The EVM executes transactions and smart contracts in a sequential order using a stack-based approach. Each instruction consumes gas and may affect the state or perform computational tasks.

Execution Flow

  1. Fetch Instruction: Get the current opcode.
  2. Decode: Interpret the opcode.
  3. Execute: Perform the corresponding action (e.g., PUSH, POP, ADD).
  4. Update State: Modify stack, memory, or storage if needed.
  5. Advance Program Counter: Move to the next instruction.

Transaction Lifecycle

The lifecycle of a transaction involves several stages:

1. User Initiates Transaction
   └─> From address, to address, gas limit, data, etc.
2. Validate Transaction
   └─> Signature and balance checks
3. Execute Transaction
   └─> Run bytecode and modify state
4. Update State
   └─> Persist changes to storage
5. Produce Receipt
   └─> Result of execution (success/failure)

Advanced EVM Concepts

Gas Refunds

When some operations free up previously used resources (e.g., self-destruct), a gas refund is provided.

Self-Destruct

Contracts can delete themselves and free up storage, earning gas refunds.

Precompiled Contracts

EVM includes built-in contracts (e.g., hashing functions) that are more efficient than regular bytecode.


Opcode Cheatsheet

+-----------+-------------------------------+-------------+
| Opcode    | Description                   | Gas Cost    |
+-----------+-------------------------------+-------------+
| PUSH1     | Push a single byte to stack   | 3 gas       |
| POP       | Remove the top stack element  | 2 gas       |
| DUP1      | Duplicate the top stack item  | 3 gas       |
| SWAP1     | Swap the top two stack items  | 3 gas       |
| ADD       | Add top two stack elements    | 3 gas       |
| MUL       | Multiply top two stack items  | 5 gas       |
| DIV       | Integer division              | 5 gas       |
| SUB       | Subtract top two stack items  | 3 gas       |
| SLOAD     | Read from storage             | 2100 gas    |
| SSTORE    | Write to storage              | 20,000 gas  |
+-----------+-------------------------------+-------------+

Understanding EVM Contract Address Generation, Bytecode Decompilation, and Memory/Storage Management

Let's dive deeper into how the EVM works with complex contracts, covering how contract addresses are generated, the decompilation of bytecode, and memory and storage management in the context of more intricate contract interactions.

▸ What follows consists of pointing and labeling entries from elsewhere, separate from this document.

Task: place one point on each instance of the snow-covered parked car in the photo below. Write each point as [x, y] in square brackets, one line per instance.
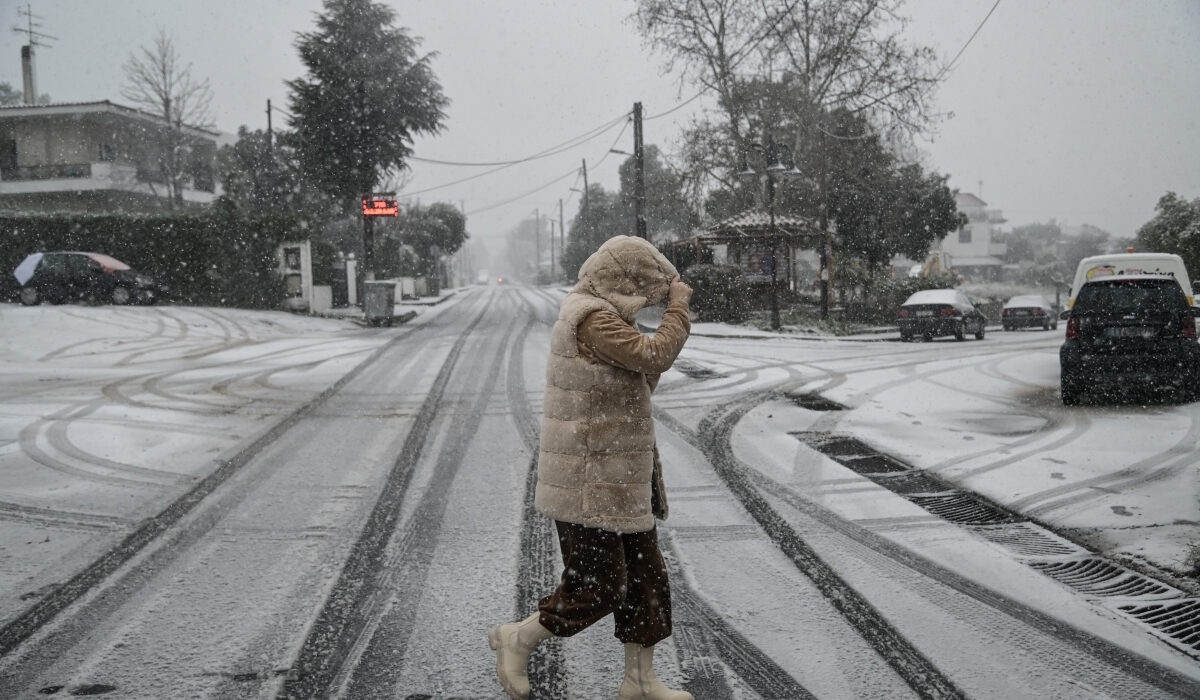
[63, 276]
[936, 312]
[1029, 311]
[1129, 331]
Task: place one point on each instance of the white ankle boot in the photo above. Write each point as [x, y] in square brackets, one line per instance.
[514, 642]
[640, 681]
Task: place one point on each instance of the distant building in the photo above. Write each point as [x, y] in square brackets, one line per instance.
[970, 250]
[96, 156]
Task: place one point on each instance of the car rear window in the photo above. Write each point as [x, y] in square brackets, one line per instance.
[1131, 297]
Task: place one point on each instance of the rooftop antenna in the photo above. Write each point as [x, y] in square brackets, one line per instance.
[27, 52]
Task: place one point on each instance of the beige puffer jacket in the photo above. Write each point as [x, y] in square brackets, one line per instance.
[597, 459]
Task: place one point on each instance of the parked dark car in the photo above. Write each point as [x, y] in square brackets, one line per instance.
[936, 312]
[1029, 311]
[63, 276]
[1133, 331]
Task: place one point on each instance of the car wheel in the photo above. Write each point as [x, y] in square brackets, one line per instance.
[55, 295]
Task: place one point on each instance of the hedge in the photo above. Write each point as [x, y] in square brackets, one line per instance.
[213, 258]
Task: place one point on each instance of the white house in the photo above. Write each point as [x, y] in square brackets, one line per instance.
[96, 156]
[970, 250]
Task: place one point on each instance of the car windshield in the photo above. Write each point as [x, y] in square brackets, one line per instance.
[1025, 301]
[1131, 298]
[933, 297]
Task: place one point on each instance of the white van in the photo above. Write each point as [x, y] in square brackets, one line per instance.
[1132, 264]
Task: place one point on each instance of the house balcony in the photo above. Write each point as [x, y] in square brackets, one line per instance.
[94, 177]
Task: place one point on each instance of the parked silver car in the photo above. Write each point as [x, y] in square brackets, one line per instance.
[1029, 311]
[936, 312]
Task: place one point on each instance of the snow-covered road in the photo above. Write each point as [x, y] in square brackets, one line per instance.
[216, 503]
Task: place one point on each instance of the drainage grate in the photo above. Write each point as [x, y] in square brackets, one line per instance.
[961, 508]
[696, 371]
[1097, 576]
[815, 402]
[1029, 540]
[910, 483]
[1179, 621]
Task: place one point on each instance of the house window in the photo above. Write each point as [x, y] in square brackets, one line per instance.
[7, 154]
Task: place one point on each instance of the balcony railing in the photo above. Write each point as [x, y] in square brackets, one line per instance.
[48, 172]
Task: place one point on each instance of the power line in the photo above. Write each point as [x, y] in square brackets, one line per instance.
[550, 151]
[967, 43]
[677, 107]
[540, 187]
[523, 195]
[485, 173]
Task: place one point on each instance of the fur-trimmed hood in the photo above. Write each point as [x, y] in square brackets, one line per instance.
[628, 273]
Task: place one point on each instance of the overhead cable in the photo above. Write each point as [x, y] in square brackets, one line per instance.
[550, 151]
[475, 177]
[523, 195]
[540, 187]
[677, 107]
[967, 43]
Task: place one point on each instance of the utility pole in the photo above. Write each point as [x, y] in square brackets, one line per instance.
[639, 174]
[35, 39]
[587, 234]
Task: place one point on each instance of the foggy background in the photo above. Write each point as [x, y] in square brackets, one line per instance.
[1080, 111]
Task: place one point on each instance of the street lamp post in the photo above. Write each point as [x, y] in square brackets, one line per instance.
[772, 173]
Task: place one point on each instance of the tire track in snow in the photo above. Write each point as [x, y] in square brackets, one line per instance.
[1120, 668]
[342, 620]
[713, 437]
[539, 542]
[150, 530]
[391, 610]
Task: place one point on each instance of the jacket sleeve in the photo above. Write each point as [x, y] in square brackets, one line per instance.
[607, 337]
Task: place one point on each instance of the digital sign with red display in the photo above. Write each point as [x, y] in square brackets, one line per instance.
[377, 207]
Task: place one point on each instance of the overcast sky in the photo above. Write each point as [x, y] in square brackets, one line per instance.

1. Contract Address Generation

When a new contract is deployed to the Ethereum blockchain, the contract's address is determined using the following formula:

address = keccak256(rlp.encode([sender, nonce]))[12:]

Where:

  • sender: The address of the account deploying the contract.
  • nonce: The number of transactions sent from the sender's account (including contract creation).

This approach ensures that contract addresses are deterministic, meaning the address can be known in advance before the transaction is mined. The RLP encoding of the sender's address and nonce is hashed using Keccak-256, and the last 20 bytes of the hash are taken to form the new contract address.

Example:

If the deployer's address is 0x1234...5678, and their current nonce is 5, then:

address = keccak256(rlp.encode([0x1234...5678, 5]))[12:]

2. Bytecode Decompilation

Decompiling EVM bytecode back into a high-level language like Solidity is a non-trivial task because Solidity compilers optimize and transform the code, making it challenging to reconstruct the original source code precisely. Here’s an overview of the process:

  • Disassembly: Converts bytecode into opcodes. This process is relatively straightforward because the EVM bytecode has a fixed mapping to opcodes.

    Example:

    Bytecode: 6080604052
    Opcodes:  PUSH1 0x80, PUSH1 0x40, MSTORE
    
  • Control Flow Analysis: Identifies functions, loops, and conditional branches based on opcode sequences.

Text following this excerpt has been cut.